While Letterman often trailed Leno in ratings, his show was still highly successful, and featured a series of iconic interviews over its 30+ years. Some notable highlights are the infamous Madonna interview while she was (now admittedly) high; Joaquin Phoenix’s bearded silent treatment while he was supposedly converting to a rap artist; Drew Barrymore who table danced and flashed him on air; and a string of interviews with his political nemesis Bill O’Reilly. And those are just to name a few in a storied run.

Thus far, Kimmel is the only late night talk show host to bow out of competing directly with Letterman’s last episode. There is a sort of kinship among the two, not just to do with Kimmel’s admitted love for the comedian and talk show host: both have always been hosts of “that other” show in the prime time late night hour, competing against the juggernaut that is The Tonight Show. Yet both have managed to hold their own. It’s a move that shows great respect for the role model and comedy icon. Kimmel might be all laughs, but there’s clearly a real heart in there. Fallon, over to you.
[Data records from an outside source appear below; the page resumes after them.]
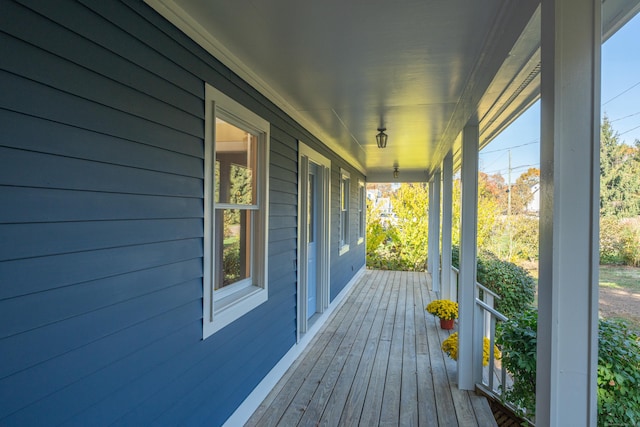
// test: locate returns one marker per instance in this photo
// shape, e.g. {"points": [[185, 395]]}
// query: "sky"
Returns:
{"points": [[620, 102]]}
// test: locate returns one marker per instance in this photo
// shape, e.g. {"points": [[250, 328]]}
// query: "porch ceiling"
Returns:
{"points": [[422, 69]]}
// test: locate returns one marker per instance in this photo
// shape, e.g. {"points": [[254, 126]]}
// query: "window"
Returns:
{"points": [[362, 209], [235, 211], [345, 181]]}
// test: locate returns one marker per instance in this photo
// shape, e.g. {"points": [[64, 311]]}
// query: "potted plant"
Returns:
{"points": [[446, 310], [450, 347]]}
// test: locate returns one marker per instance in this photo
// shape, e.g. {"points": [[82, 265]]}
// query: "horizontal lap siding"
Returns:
{"points": [[344, 266], [101, 185]]}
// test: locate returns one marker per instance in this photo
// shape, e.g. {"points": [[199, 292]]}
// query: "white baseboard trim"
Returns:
{"points": [[251, 403]]}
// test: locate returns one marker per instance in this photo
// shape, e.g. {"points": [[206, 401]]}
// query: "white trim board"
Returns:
{"points": [[251, 403]]}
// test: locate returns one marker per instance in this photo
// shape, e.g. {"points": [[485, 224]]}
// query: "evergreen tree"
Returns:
{"points": [[619, 175]]}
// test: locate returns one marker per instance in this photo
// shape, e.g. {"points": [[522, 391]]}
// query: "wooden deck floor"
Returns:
{"points": [[376, 362]]}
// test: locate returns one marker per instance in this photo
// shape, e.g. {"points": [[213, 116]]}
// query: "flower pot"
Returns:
{"points": [[447, 323]]}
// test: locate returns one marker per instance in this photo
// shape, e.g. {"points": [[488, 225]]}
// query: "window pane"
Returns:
{"points": [[236, 165], [234, 242]]}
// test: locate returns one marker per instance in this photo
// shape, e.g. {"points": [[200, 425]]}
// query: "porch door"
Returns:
{"points": [[312, 244], [314, 172]]}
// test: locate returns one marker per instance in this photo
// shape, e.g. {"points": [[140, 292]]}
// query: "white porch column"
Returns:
{"points": [[447, 199], [434, 231], [430, 239], [467, 378], [568, 284]]}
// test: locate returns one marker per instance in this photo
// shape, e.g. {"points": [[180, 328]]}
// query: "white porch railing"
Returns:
{"points": [[486, 318]]}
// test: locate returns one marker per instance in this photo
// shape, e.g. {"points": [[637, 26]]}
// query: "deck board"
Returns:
{"points": [[376, 362]]}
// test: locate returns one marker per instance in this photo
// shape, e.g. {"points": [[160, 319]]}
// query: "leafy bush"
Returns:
{"points": [[513, 283], [618, 368], [618, 375], [517, 338]]}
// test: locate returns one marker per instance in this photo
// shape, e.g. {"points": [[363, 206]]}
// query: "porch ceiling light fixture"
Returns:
{"points": [[381, 138]]}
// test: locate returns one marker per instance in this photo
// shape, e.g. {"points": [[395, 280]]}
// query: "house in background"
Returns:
{"points": [[182, 186]]}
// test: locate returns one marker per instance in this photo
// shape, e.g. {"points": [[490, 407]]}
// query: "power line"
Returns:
{"points": [[625, 117], [622, 93], [509, 148], [627, 131], [513, 168]]}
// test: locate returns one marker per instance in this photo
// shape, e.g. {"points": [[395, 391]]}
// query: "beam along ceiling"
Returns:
{"points": [[421, 68]]}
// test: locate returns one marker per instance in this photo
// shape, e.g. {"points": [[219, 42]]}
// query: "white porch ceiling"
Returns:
{"points": [[421, 68]]}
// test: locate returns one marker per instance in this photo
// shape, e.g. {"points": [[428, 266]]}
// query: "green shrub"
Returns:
{"points": [[618, 375], [517, 339], [618, 368], [631, 244], [513, 283], [611, 241]]}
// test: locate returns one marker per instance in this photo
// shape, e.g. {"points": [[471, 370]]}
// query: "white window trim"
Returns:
{"points": [[222, 308], [362, 209], [344, 245]]}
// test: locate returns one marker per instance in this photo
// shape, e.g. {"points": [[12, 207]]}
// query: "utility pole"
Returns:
{"points": [[509, 208]]}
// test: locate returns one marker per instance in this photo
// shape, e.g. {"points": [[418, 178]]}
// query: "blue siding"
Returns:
{"points": [[101, 223], [344, 266]]}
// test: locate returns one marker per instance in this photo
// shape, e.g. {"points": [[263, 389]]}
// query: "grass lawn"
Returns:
{"points": [[620, 277], [620, 293]]}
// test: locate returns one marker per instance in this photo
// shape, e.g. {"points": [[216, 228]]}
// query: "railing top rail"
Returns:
{"points": [[491, 310]]}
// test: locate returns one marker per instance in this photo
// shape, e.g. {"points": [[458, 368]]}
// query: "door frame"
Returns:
{"points": [[305, 155]]}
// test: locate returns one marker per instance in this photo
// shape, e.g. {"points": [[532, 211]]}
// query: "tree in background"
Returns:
{"points": [[411, 206], [488, 210], [619, 175], [522, 190]]}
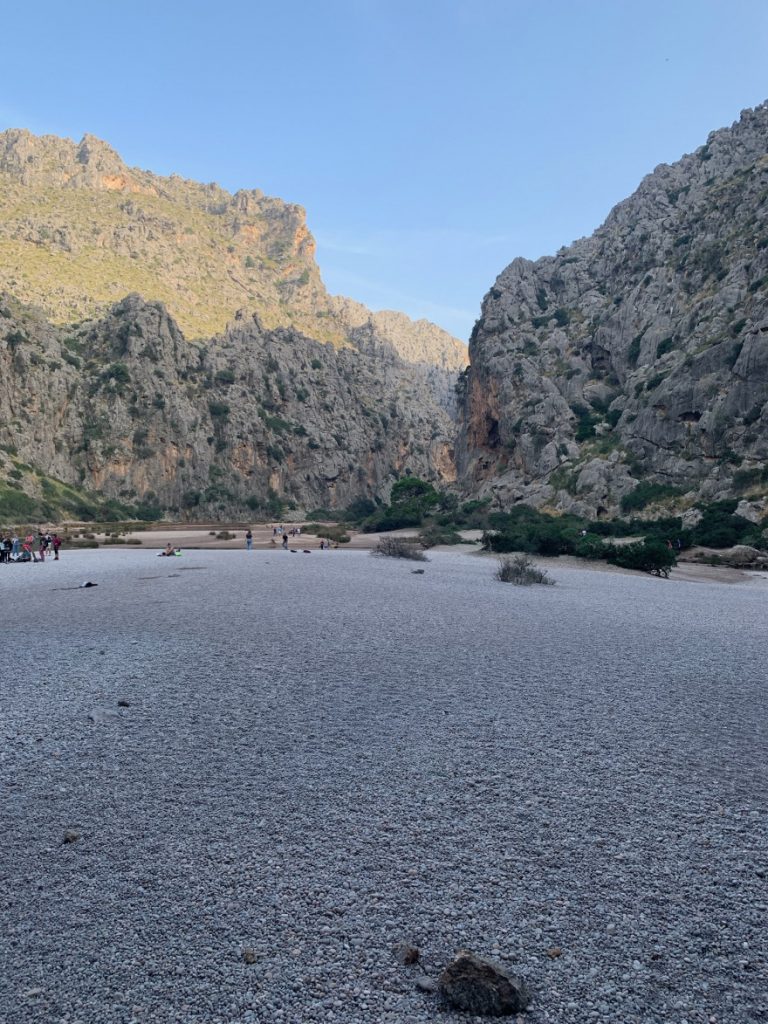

The very last episode of the Late Show with David Letterman will air on May 20, after which Stephen Colbert will take over the show. Some of the confirmed guests for the finale, according to the CBC, are: Bill Murray (Letterman’s first guest ever), George Clooney, Steve Martin, Jerry Seinfeld, Robert Downey Jr., Will Ferrell, Tina Fey, Tom Hanks, Scarlett Johansson, Sarah Jessica Parker, Don Rickles, Julia Roberts (who’s known to often plant a kiss on Letterman), Ray Romano, Howard Stern, Oprah Winfrey, Martin Short, John Travolta, Michael J. Fox, and Alec Baldwin.